What Keep the Lights On focuses on is the creeping influences of drugs and infidelity to a multi-year homosexual relationship between Erik (the Ira Sachs character) and Paul (the Bill Clegg character). Paul and Erik meet over a NYC party line in 1998, where Paul is recreationally smoking dope and introducing Paul to drugs as well. Both being successful white gay men, they fall into a relationship.

By 2000, the edges are already starting to show. Paul disappears for long periods of time. Erik catches him on the party line again while he's out of town. Erik finds Paul passed out in the middle of the hall. They conduct an intervention. Paul goes to rehab.

But that isn't the end, and these two people keep orbiting each other. Obsession. Addiction. AIDS. Life. For another 6 years, they run in and out of each other's lives. Until the end.

Where Weekend felt like Generic Gay Life 101, Keep the Lights On is a very specific movie exploring what it means to actually love somebody who is possibly one of the worst possible people that you could be around, and that could be around you. Sachs is trying to explore, on screen, what it meant for him to love an addict and how hard it was to figure out what the right thing to do was, nevertheless to do those things.

My main concern with Keep the Lights On is that Erik isn't a saint. Sure, he's not the drug addict and the catalyst of all the bad actions in the film. But, Erik's possible enabling in the first two years is glossed over, heavily. Frequently, throughout the film, Erik is shown as the martyr for his love. Even when he's being humiliated in a hotel room, or taking revenge drugs, he is shown as nothing but compassionate.

Keep the Lights On actually does address a huge lifestyle problem in the gay community: crack and speed. While this is also called party and play, or pnp, this is currently seen as a major component in the current rise of HIV among gay youth in the population. But, Keep the Lights On doesn't turn into an after school special suggesting that the addict will spin into a hellish descent, a la Requiem for a Dream.

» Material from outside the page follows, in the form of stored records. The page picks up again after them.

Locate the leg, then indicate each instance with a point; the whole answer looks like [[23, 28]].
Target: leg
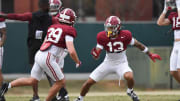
[[86, 86], [176, 75], [99, 73], [130, 80], [31, 52], [125, 72], [54, 89], [24, 82], [1, 78], [63, 93]]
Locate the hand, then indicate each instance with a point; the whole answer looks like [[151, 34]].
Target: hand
[[78, 64], [154, 57], [95, 53]]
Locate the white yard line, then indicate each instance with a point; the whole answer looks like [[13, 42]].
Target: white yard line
[[151, 93]]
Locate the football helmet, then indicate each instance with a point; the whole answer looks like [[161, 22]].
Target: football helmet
[[67, 16], [55, 6], [112, 25]]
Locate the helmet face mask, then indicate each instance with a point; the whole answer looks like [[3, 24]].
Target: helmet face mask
[[55, 6], [112, 26], [67, 16]]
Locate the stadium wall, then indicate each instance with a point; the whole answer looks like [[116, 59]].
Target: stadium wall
[[147, 73]]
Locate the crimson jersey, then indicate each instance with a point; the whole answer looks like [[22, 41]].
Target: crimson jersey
[[116, 45], [175, 21], [57, 32]]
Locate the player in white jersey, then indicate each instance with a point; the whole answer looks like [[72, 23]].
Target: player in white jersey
[[2, 40], [175, 54]]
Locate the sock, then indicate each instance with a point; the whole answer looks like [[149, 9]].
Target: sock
[[81, 97], [129, 90], [9, 86], [63, 92]]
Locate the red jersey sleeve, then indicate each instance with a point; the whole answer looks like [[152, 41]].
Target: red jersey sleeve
[[128, 35], [22, 17], [55, 20], [171, 15], [72, 32]]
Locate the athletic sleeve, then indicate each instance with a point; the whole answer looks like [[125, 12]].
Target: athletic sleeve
[[22, 17], [170, 17]]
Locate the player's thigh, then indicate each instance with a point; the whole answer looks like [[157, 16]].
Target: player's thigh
[[173, 59], [101, 71], [60, 62], [122, 69], [1, 56], [178, 59], [37, 71], [52, 68]]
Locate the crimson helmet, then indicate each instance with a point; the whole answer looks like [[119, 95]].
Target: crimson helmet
[[114, 24], [171, 4], [67, 16], [55, 6]]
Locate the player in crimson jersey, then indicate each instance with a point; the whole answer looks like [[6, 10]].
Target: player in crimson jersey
[[59, 37], [2, 40], [55, 8], [173, 20], [114, 41]]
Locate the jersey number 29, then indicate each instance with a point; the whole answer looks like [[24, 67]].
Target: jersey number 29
[[54, 34]]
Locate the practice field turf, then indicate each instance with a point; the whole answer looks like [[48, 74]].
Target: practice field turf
[[103, 98], [103, 91]]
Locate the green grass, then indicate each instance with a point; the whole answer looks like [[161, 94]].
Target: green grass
[[102, 91], [106, 98]]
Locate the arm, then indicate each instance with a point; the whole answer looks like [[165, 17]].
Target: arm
[[162, 21], [72, 52], [3, 32], [21, 17], [144, 49]]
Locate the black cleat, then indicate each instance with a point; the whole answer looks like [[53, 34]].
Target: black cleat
[[35, 98], [133, 96], [4, 89], [2, 98]]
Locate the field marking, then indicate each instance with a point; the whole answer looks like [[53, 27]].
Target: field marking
[[153, 93]]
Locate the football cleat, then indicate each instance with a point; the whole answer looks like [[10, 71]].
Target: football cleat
[[4, 89], [133, 96], [35, 98]]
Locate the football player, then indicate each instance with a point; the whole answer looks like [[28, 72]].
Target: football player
[[59, 37], [114, 41], [38, 23], [55, 8], [173, 20], [2, 40]]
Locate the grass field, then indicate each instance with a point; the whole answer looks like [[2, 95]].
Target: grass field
[[103, 91]]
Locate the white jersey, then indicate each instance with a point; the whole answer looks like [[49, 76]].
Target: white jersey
[[2, 25]]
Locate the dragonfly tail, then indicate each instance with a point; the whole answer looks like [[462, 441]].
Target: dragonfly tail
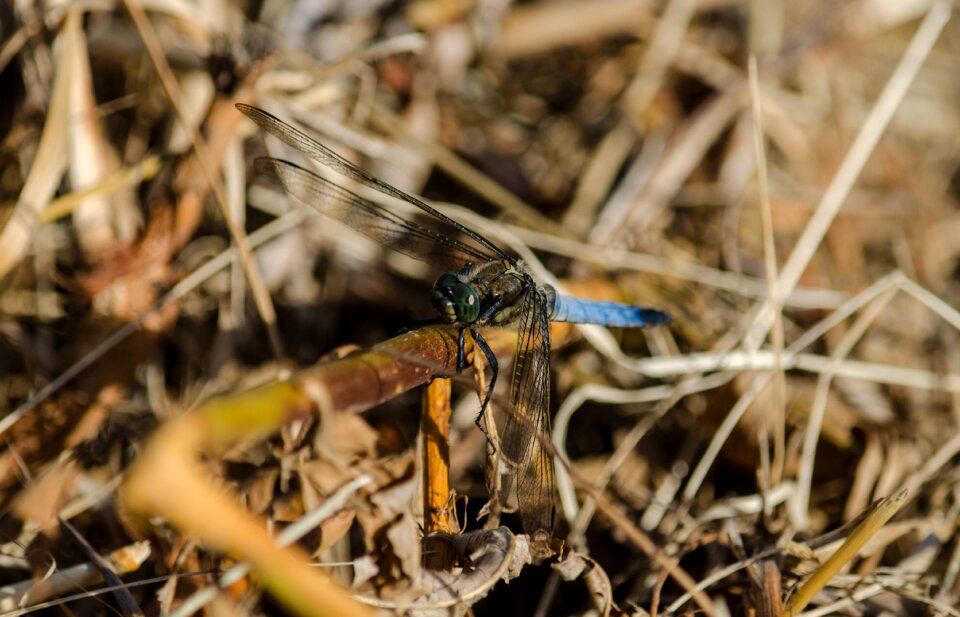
[[614, 314]]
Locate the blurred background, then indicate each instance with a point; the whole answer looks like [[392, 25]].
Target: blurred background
[[803, 234]]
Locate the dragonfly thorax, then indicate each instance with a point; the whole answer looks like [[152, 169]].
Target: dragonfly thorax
[[455, 299]]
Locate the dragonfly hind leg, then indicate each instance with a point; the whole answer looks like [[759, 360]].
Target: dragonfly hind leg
[[494, 371]]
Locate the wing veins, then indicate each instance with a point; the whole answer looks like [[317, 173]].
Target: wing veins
[[320, 153]]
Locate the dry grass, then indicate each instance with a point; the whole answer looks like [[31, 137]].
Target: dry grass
[[783, 178]]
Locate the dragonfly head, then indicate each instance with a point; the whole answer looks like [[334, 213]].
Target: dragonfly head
[[455, 299]]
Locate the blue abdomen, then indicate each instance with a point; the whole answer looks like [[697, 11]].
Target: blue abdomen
[[614, 314]]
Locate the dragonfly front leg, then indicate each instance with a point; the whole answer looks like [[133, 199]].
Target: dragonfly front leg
[[494, 371]]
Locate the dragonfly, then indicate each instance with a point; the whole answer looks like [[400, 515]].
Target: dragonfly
[[481, 285]]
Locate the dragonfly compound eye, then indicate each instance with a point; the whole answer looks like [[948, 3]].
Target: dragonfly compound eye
[[456, 300]]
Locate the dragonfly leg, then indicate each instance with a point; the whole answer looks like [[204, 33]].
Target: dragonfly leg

Instead, Sachs keeps things melancholy, and creates a lament for a relationship that was ruined by a chemical.

With Keep the Lights On, a move towards mainstream filmmaking, as well as quality filmmaking, is still apparent, as with Weekend. But, what it presents is a move to reinclude the lost danger that queer cinema had when the LGBTQ community was on the edges in the 70s, 80s, and even into the 90s. The edginess of films like Taxi Zum Klo or The Living End or even Mala Noche have made way for more mainstream acceptability, and the community is finally coming back to be able to tell the stories that may not be acceptable in the hetero mainstream.

Still, Ira Sachs created a heady, romantic, lamenting for a relationship that he has been trying to get over. In doing so, he also created a siren call for the community at large. The drugs that have taken over several aspects of the community. But, largely, Keep the Lights On is a well-made relationship drama which laments the way that drugs affects people's lives.